На следующий день решил я устроить для старика прогулку по лесу, показать ему другие удивительные места, о которых пока что ему не рассказывал. Погода располагала к прогулке, так же светило солнышко и подсыхала земля.

– Вот сюда, за мною. Тихонько, здесь спуск. Давайте я вас поддержу.

Мы спускались в Федосьево ущелье. Сырая земля, скользко, я держу старца за левое плечо, правой рукой он опирается на свой посох.

– Здесь раньше монастырь был. Место очень благодатное и примечательное тем, что жил здесь святой человек. Много чудес произошло как раз в том ущелье, куда мы идем. И Матерь Божия являлась здесь в радужном сиянии, и небесные пророки приходили к святому, укрепляя его перед испытаниями.

– Постой, сынок, давай отдохнем, – сказал Арсений. – Я покамест отдышусь, а ты расскажи мне об этом старце.

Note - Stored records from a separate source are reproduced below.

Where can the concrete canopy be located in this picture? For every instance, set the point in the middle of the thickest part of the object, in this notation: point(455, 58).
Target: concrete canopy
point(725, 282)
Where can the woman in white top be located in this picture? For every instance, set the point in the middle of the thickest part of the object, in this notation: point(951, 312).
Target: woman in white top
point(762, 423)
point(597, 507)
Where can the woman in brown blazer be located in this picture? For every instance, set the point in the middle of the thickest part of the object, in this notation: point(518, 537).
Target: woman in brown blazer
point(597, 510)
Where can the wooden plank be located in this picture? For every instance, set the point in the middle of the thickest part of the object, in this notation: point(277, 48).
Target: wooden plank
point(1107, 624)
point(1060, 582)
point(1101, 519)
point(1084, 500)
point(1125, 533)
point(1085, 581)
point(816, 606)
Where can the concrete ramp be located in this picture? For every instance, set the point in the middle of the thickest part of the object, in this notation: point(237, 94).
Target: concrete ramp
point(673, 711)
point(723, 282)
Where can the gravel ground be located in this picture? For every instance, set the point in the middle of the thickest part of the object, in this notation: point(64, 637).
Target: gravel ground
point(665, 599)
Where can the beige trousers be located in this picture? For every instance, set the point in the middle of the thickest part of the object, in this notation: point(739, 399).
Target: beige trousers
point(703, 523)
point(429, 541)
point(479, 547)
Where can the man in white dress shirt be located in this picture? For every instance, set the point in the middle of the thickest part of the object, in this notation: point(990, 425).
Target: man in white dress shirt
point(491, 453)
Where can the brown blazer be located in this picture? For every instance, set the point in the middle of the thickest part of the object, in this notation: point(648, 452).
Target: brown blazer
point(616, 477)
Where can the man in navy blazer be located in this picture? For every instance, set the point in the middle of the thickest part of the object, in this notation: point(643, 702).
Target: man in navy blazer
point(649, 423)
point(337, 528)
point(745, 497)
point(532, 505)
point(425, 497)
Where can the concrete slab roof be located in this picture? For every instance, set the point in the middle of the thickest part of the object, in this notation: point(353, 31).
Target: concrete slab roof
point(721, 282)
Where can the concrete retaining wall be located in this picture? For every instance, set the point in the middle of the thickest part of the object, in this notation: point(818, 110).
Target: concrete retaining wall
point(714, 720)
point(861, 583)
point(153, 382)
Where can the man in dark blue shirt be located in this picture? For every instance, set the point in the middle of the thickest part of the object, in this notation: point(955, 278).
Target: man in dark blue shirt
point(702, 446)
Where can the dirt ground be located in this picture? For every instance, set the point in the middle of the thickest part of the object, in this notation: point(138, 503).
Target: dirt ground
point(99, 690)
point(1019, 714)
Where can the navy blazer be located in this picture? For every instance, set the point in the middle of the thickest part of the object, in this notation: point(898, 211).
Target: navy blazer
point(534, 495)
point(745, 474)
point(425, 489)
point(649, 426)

– Прожил этот старец большую жизнь, сто сорок восемь лет по земле странствовал. В Иерусалиме у Гроба Господня шестьдесят лет служил, на Афоне тридцать лет игуменом в монастыре пребывал. Перед революцией в Россию вернулся и здесь поселился, основал женскую обитель. Потом его большевики арестовали и на Соловки отправили. После лагерей он вернулся уже в Минеральные Воды, там и окончил свой земной путь.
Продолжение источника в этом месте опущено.